Complete answer: In order to answer our question, we need to know about Faraday's Law of Electrolysis. Faraday's First Law of Electrolysis: This law states that the mass of a substance which is obtained at the electrode is directly proportional to the quantity of electricity passed through the electrolyte. Faraday's Second Law of Electrolysis: The law can also be stated as follows: when same quantity of electricity is passed through different electrolytes connected in series then the masses of the substances liberated at the electrodes are in the ratio of their chemical equivalent masses (atomic mass divided by number of electrons required to form the product) or the ratio of their electrochemical equivalents. Now, let us come back to our question. We have been provided with the current, and the time. So, we can substitute these into the formula for Faraday's first law and obtain the mass of copper deposited.

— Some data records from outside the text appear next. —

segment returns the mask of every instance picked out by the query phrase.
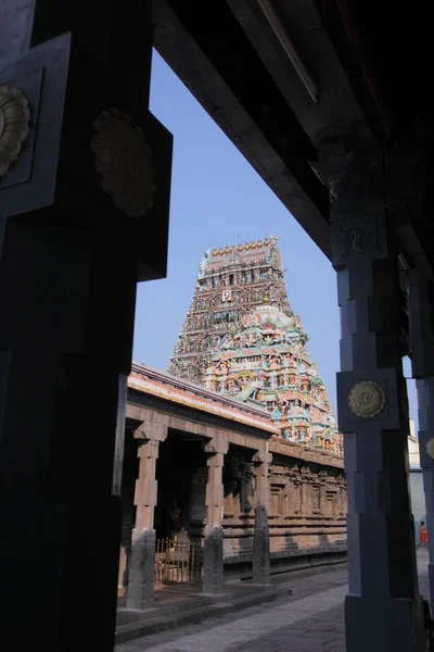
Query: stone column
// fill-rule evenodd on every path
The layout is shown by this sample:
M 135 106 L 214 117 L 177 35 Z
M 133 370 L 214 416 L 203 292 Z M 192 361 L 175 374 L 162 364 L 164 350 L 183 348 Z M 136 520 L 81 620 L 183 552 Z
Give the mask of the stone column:
M 421 269 L 409 272 L 410 348 L 419 403 L 419 450 L 429 534 L 430 598 L 434 605 L 434 283 Z M 432 606 L 433 610 L 433 606 Z
M 143 610 L 154 600 L 155 530 L 154 511 L 157 500 L 155 478 L 159 443 L 167 438 L 167 427 L 142 424 L 139 439 L 139 477 L 136 481 L 136 524 L 131 537 L 128 570 L 127 607 Z
M 333 167 L 339 158 L 331 159 Z M 339 426 L 348 486 L 346 649 L 420 651 L 423 604 L 408 488 L 393 216 L 383 204 L 381 164 L 358 155 L 353 161 L 350 153 L 345 159 L 347 166 L 328 185 L 342 329 Z
M 270 584 L 270 532 L 268 528 L 269 485 L 268 465 L 272 454 L 268 446 L 253 455 L 255 473 L 255 529 L 253 532 L 252 574 L 253 582 Z
M 0 649 L 108 651 L 136 288 L 167 260 L 151 8 L 0 7 Z
M 204 446 L 208 453 L 206 465 L 206 526 L 204 541 L 203 592 L 221 593 L 224 588 L 224 512 L 222 471 L 229 444 L 222 439 L 212 439 Z

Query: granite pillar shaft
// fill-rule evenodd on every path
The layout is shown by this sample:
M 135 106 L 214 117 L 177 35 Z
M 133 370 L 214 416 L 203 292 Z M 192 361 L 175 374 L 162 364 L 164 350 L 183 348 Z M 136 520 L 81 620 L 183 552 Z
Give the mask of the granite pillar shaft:
M 420 269 L 409 272 L 412 375 L 417 378 L 420 464 L 425 493 L 430 598 L 434 599 L 434 284 Z M 418 537 L 419 539 L 419 537 Z
M 127 215 L 145 175 L 125 172 L 130 152 L 118 137 L 123 115 L 141 129 L 130 127 L 139 149 L 141 134 L 155 135 L 149 9 L 1 3 L 0 85 L 28 101 L 12 111 L 24 142 L 9 170 L 3 158 L 0 187 L 0 513 L 11 532 L 0 540 L 0 649 L 9 652 L 114 645 L 136 287 L 146 273 L 162 276 L 165 238 L 157 244 L 150 227 L 163 214 Z M 168 197 L 159 188 L 158 212 Z M 18 604 L 29 606 L 25 627 Z
M 208 479 L 206 482 L 206 526 L 204 540 L 203 591 L 221 593 L 224 588 L 224 530 L 221 527 L 224 512 L 222 472 L 228 443 L 212 440 L 205 444 L 208 453 L 206 465 Z
M 423 650 L 408 487 L 397 256 L 387 215 L 335 216 L 339 425 L 348 489 L 347 652 Z
M 255 474 L 255 529 L 253 532 L 252 575 L 253 582 L 270 584 L 270 532 L 268 527 L 269 479 L 268 467 L 272 455 L 268 450 L 253 456 Z
M 167 428 L 142 424 L 136 431 L 139 440 L 139 477 L 136 481 L 136 524 L 132 530 L 128 564 L 128 609 L 142 610 L 154 600 L 155 530 L 157 501 L 156 460 Z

Here we have one litre of one normality solution. It has been given that $1$ Ampere \[=1\] faraday \[=96500\] Coulomb.
Thus, one equivalent of the \[CuS{{O}_{4}}5{{H}_{2}}O\] is present i.e. charge present \[=1\] Faraday.
Thus by charge formula \[Q=I\times t\]
By rearranging the equation we get:
\[t=\dfrac{Q}{I}=\dfrac{96500}{1}\text{ }sec\]
$\Rightarrow t=96500\sec $
Therefore, the correct answer is option A.

Note:
Remember that the change in oxidation state that takes place in the given reaction as any mistake in doing so could result in the calculation of an incorrect amount of charge which is required for the given chemical reaction. Also, be very careful of the differences between the concepts of molar and equivalent masses of compounds.